Soon the search for colleges will begin, and they’ll focus partly on schools with fencing programs.

Seeing the world

A world traveler, Bill participated in the 1988 Olympic Games in Seoul. It was his second Olympics, having competed in 1984 in Los Angeles. The Seoul games were a favorite, though, since the para-Olympics were on the same scale as the regular games. “We were at the opening and closing ceremonies and had the same crowds,” he remembered.

He’s spent significant time in Western Europe, especially enjoying the Netherlands and Ireland, where he has friends.

His life has tracked the ongoing progress — sometimes frustratingly slow — of equality for people with disabilities. America has a long way to go, Bill said, especially compared to European nations. And his former hometown of New York lags behind other cities. “More often than not, if you go to a building, the guy at the door will tell you, ‘Go around the back and I’ll buzz you in,’” he said, shaking his head.

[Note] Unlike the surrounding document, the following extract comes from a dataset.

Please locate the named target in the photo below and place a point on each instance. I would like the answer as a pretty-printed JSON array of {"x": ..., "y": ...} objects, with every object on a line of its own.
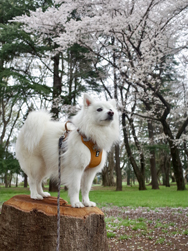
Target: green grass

Public transportation is a trial to get through. But he had good words for Philadelphia. He has a goal to go to every Major League Baseball stadium. He and Will checked the Philadelphia box recently, attending a game at Citizens Bank Park. “Philly was good,” he said. “Good access, easy to get around.”

The Island is wheelchair friendly, he said, with the Post Office and the Library especially good for mobility. People without a handicapped pass taking a parking spot here or elsewhere tends to frost him. “‘I’ll just be a minute,’ they say. It’s never just a minute. And some people say, ‘Oh, I wish I had a pass like yours. Sure. I’ll trade you mine for your legs, O.K?” he said with a smile.

When it comes to health insurance, especially Medicare, Bill is an unsatisfied customer. “No one has told Medicare that it’s in the business of rehabilitation and independent living,” he said. “In western Europe, it’s not a luxury to have an adapted automobile with hand controls and a lift, or a kitchen to cook meals for your family with less chances to burn or injure yourself.”

 Speaking of Europe, he was reminded of some tennis matches he had in the Dutch city of Utrecht. “The rules are exactly the same, except the wheelchair player has the option of letting the ball take two bounces,” he said. “You and I could play.”